La pierre, la terre et le virus

July 2021 | PERSPECTIVES

Source : EMEA Investor Intentions Survey 2021, CBRE Research ; Emerging trends in real Estate, PwC Global outlook 2021

Difficile de croire à quel point cette dernière année aura bouleversé nos modes de vie, tant au niveau collectif qu’individuel. Pas un seul aspect de notre quotidien n’a été épargné, même parmi ceux que l’on croyait intouchables. Et rien n’aura plus marqué les esprits que les expériences de confinement qui ont transformé, déplacé, et rétréci nos espaces de vie de manière inédite. Or, qui dit espace de vie, pense maison, bureau, et plus généralement immobilier. Un secteur dont les tendances actuelles reflètent bien les changements et les incertitudes portés par la crise sanitaire.

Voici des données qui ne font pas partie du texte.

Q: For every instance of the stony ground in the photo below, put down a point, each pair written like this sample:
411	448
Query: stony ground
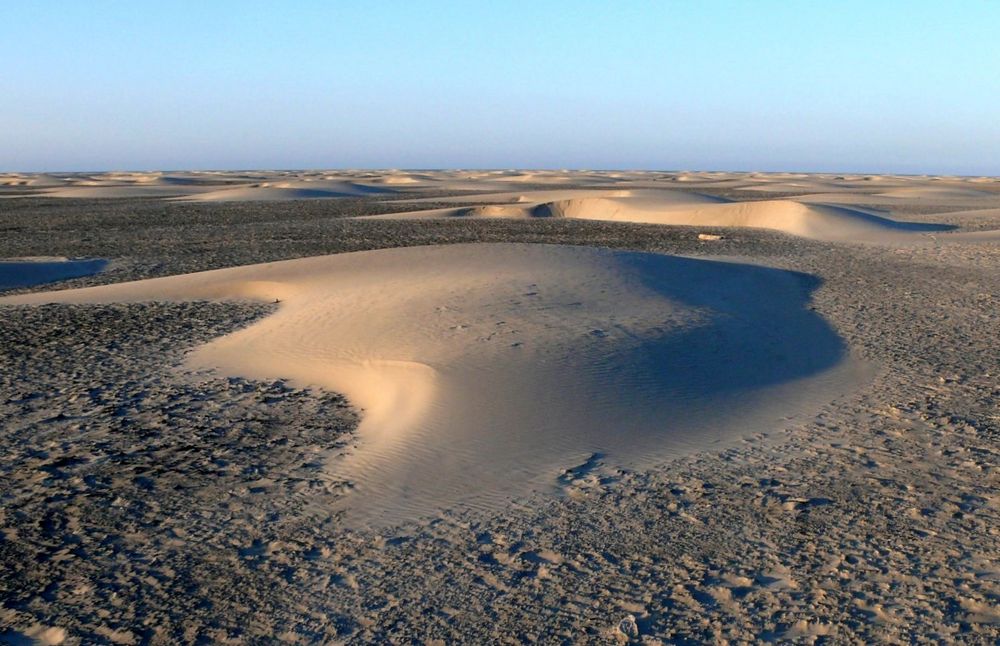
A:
142	504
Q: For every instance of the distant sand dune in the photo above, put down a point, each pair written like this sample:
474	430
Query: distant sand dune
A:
817	221
291	190
25	272
485	370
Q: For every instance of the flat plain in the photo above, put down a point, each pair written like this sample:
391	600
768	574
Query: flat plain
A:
499	407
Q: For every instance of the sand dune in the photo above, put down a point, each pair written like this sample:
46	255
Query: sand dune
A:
937	193
821	222
24	272
292	190
536	356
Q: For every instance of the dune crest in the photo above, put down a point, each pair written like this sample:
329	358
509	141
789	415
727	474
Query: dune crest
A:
484	371
655	206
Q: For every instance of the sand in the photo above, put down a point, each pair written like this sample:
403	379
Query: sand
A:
535	356
154	493
25	272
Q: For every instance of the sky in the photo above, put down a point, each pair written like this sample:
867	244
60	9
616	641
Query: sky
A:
849	86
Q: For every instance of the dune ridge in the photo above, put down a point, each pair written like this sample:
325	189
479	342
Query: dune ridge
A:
534	355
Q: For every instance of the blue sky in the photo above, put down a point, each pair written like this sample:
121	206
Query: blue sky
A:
884	86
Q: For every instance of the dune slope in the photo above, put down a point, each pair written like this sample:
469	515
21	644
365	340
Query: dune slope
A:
484	371
816	221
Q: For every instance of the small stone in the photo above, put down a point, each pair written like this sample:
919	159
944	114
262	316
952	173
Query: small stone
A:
628	627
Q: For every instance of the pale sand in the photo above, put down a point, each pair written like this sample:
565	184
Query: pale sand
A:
485	371
646	206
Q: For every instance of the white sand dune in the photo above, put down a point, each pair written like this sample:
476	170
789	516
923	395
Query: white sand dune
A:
25	272
290	190
485	370
817	221
100	191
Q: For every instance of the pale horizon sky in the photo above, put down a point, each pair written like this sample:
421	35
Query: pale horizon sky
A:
899	87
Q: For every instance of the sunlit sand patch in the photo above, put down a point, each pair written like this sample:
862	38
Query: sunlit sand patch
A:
485	371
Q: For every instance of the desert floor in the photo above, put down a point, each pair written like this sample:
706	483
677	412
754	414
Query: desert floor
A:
157	486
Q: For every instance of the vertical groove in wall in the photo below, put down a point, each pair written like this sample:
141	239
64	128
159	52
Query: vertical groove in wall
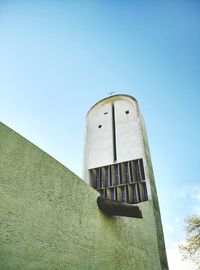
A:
114	134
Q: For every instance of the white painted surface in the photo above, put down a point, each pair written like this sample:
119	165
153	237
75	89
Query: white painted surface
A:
99	144
127	130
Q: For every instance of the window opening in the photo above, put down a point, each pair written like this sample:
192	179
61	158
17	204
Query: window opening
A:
116	174
124	182
114	134
127	176
123	194
98	178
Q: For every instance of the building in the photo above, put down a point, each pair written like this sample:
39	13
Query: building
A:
117	160
50	218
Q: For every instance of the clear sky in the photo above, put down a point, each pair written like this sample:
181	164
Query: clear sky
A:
58	58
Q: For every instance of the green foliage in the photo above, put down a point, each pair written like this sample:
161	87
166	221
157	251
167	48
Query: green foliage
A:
191	249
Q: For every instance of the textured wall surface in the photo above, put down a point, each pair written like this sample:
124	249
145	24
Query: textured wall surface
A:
49	218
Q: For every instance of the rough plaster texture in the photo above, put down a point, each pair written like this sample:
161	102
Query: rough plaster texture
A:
49	218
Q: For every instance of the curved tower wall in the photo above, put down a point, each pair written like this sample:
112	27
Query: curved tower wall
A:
115	136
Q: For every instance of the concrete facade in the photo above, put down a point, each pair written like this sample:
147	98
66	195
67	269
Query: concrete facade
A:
50	219
116	136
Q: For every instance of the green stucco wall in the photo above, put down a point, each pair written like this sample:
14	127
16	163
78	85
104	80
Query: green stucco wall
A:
49	218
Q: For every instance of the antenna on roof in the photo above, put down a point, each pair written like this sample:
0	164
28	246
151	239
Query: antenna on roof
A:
111	93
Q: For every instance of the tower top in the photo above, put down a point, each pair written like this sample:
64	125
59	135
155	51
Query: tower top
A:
112	98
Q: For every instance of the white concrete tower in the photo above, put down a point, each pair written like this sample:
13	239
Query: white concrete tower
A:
117	160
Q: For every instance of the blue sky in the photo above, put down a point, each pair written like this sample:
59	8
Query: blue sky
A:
58	58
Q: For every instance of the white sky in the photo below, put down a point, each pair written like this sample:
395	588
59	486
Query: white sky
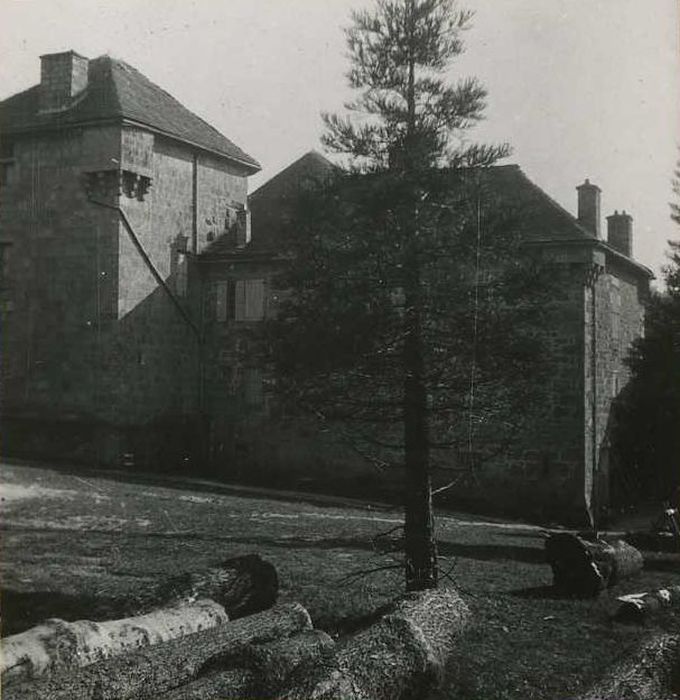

Si l’on devait retenir un seul fait marquant pour l’année 2020 et le début de 2021, c’est le triomphe de l’immobilier « logistique », consacré à la location et la vente d’entrepôts, hangars et terrains industriels. Une évolution peu étonnante, si l’on considère à quel point les mesures de restriction et les craintes liées à la pandémie ont fait exploser le commerce en ligne. Un commerce dont les besoins en surface sont jusqu’à trois fois plus importantes que pour le commerce de détail. Représentant 21% de l’activité du marché mondial immobilier en 2020, l’immobilier logistique a largement dépassé sa moyenne historique de 13% et sort gagnant de la crise, attirant un nombre record d’investisseurs aussi bien en Asie Pacifique qu’en Amérique du Nord et en Europe.

A l’inverse, l’immobilier commercial, déjà fragilisé par le développement du e-commerce avant la pandémie, a souffert. Une baisse qui pourrait se poursuivre jusqu’à se retrouver, dans de nombreux cas, à des niveaux inférieurs au coût de remplacement, permettant ainsi la reconversion de ces actifs vers des segments plus rémunérateurs.

L’immobilier de bureau demeure la classe d’actifs favorite des investisseurs, malgré des perspectives incertaines. Avec l’avènement du télétravail à grande échelle, la question de la pertinence d’un bureau centralisé, avec ses coûts d’entretien toujours plus élevés, devient de plus en plus récurrente. C’est une question que les entreprises locataires et propriétaires semblent vouloir éviter pour le moment, préférant se focaliser sur une gestion immédiate de la crise sanitaire. Si cette fragilité est moins marquée en Asie Pacifique, où le télétravail peine à percer, les investisseurs dans les principales autres régions du monde viennent à favoriser les biens de qualité, flexibles et modernes, au détriment d’immeubles jugés de moindre qualité.

Quant au segment résidentiel, il continue à bénéficier des faveurs des investisseurs, et ce pour deux raisons principales : la stabilité de ses rendements et sa dimension ESG. La construction et/ou l’investissement dans des projets résidentiels abordables entre pleinement dans le cadre des agendas ESG des différents acteurs de l’industrie, des investisseurs jusqu’aux consommateurs.  Si cette volonté affichée de responsabilité dépasse la dimension sociale et touche aussi à des préoccupations environnementales, il reste toutefois un écart important entre les données scientifiques effectives et disponibles, d’une part, et les besoins et capacités d’action réelles du secteur, d’autre part.

Si le volume des flux nets de capitaux dans le secteur immobilier a chuté de 29% entre 2019 et 2020, les investisseurs restent optimistes sur ses perspectives. Le rapport annuel de CBRE indiquait en effet que 60% des interrogés avaient l’intention d’accélérer leurs achats en 2021. Si certains observateurs sont convaincus que l’immobilier sera de plus en plus considéré comme une composante essentielle de tout portefeuille d’investissement, grâce à ses rendements et sa dimension de valeur refuge, d’autres intervenants s’inquiètent de sa volatilité et du risque de bulle, notamment dans le segment logistique.

Face à un tel constat, la règle d’or de l’emplacement, qui saura préserver la valeur patrimoniale des actifs, demeure plus indispensable que jamais.